Prashant Cholachagudda
Prashant Cholachagudda

Reputation: 13092

black and white Image processing in C#

alt text
(source: googlepages.com)

In above image I want to mark Circle's edge with red color something like this

alt text
(source: googlepages.com)

I have no idea how should proceed, Any help/suggestions would be highly appreciated...

Upvotes: 2

Views: 4223

Answers (12)

I think the answer to your question is the answer

http://csharpkodu.blogspot.com.tr/2014/04/grafik-snfna-devam.html

Upvotes: -1

sourcenouveau
sourcenouveau

Reputation: 30504

Morphological filtering would work great as long as you are working with binary images like the one you provided. Dilate the image and then subtract the original.

alt text http://img29.imageshack.us/img29/1420/morphf.png

Here's a MATLAB example:

lImage = zeros(19, 19, 3);
lImage(7:13, 7:13, :) = repmat( ...
    [0 0 1 1 1 0 0; ...
     0 1 1 1 1 1 0; ...
     1 1 1 1 1 1 1; ...
     1 1 1 1 1 1 1; ...
     1 1 1 1 1 1 1; ...
     0 1 1 1 1 1 0; ...
     0 0 1 1 1 0 0;], [1 1 3]);
figure; imshow(lImage);
lOutline = imdilate(lImage, strel('disk', 1)) - lImage;
lOutline(:, :, 2:3) = 0;
figure; imshow(lImage + lOutline);

Upvotes: 3

Samuel Carrijo
Samuel Carrijo

Reputation: 17919

Quick and dirty solution. Run the image pixel by pixel, if the color change, just paint the pixel red.

PS: Notice this may not work for a square, unless you do the same vertically and horizontally

Upvotes: 4

QueueHammer
QueueHammer

Reputation: 10824

Edge detection? Image processing? OpenCV! There are C# wrappers for the lib. Not the "easy" solution but any exp you get with this lib is a good resume builder. If you company is doing image processing they are probably already using it.

Upvotes: 0

Darien Ford
Darien Ford

Reputation: 1049

Ultimately you want to edit the pixels of the image. That question has already been answered here by Marc Gravell.

Then, based on which option you choose, either LockBits or GetPixel/SetPixel, you will need to loop through and look at the per pixel color values. Keep looping until you hit a white pixel.

Once you do, check in all directions around it, if you find a black pixel, then color that white pixel red. This is of course the most simplistic answer, and there are ways to optimize it, but it will work.

For instance, if you wanted to limit the color changing to just the four directly adjacent pixels, you could, rather than also checking the diagonals.

Upvotes: 0

ThibThib
ThibThib

Reputation: 8210

There is several approach for this.

The first one is: - you know that there is a circle, and you juste need to find where is the center and how is the radius.
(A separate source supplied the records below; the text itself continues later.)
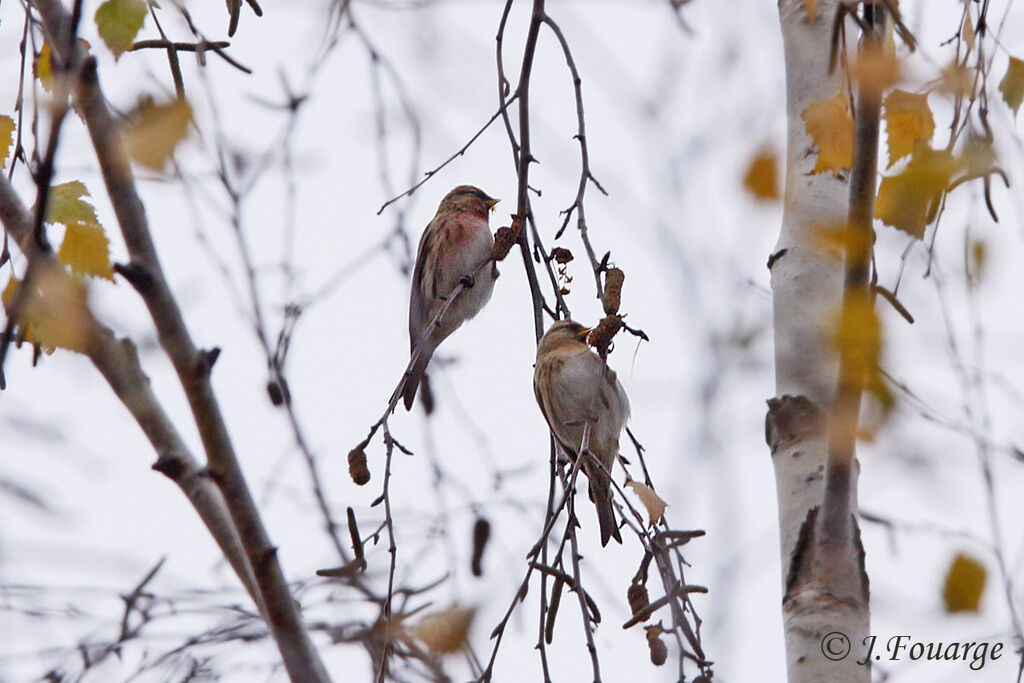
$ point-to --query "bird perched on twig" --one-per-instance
(454, 247)
(574, 387)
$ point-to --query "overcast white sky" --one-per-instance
(673, 118)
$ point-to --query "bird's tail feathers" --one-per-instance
(600, 493)
(415, 377)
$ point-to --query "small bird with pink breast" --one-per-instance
(574, 387)
(454, 247)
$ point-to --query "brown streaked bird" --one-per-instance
(576, 387)
(453, 248)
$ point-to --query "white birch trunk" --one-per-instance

So you can use Hough transformation to find these, and them draw your circle in red. Read this topic or this one

The 2nd is to use edge detection. Here or here (here for more theoritical point of view)

Upvotes: 0

plinth
plinth

Reputation: 49179

You almost assuredly want to use the Canny Edge Detector, which should be able to do this easily. My company's product line includes just such a tool, and this is the output of running it: alt text http://www.plinth.org/_images/image1Output.gif

Upvotes: 2

hugoware
hugoware

Reputation: 36397

Interesting problem - I'm assuming the 'white circle' in your example is actually another image - meaning you aren't drawing the circle yourself?

If so, you might scan through all of the pixels to find a white pixel that has black on at least one side of it (either 4 directions or 8 including corners). If it is a match then swap it to red. If not then ignore it.

I doubt that is the best way to do it, but if it is only black and white, this might get you started.

Upvotes: 0

Bryan Rowe
Bryan Rowe

Reputation: 9303

Never had to do anything like this, but a powerful tool for complex image manipulation is:

http://www.imagemagick.org/script/index.php

Lots of documentation and examples -- and a .NET wrapper if you'd rather not call the executable.

Upvotes: 0

David Hedlund
David Hedlund

Reputation: 129782

i can at least point you in the direction of some pretty neat edge detection filters: http://www.codeproject.com/KB/GDI-plus/edge_detection.aspx

i imagine it should suit you quite well

Upvotes: 0

casperOne
casperOne

Reputation: 74530

What you are looking for is edge detection. You can find a number of resources for the general algorithm on Google:

http://www.google.com/search?q=edge+detection+.net

Upvotes: 0

Anton Gogolev
Anton Gogolev

Reputation: 115691

I guess you need an edge detection algorithm. Try this or this.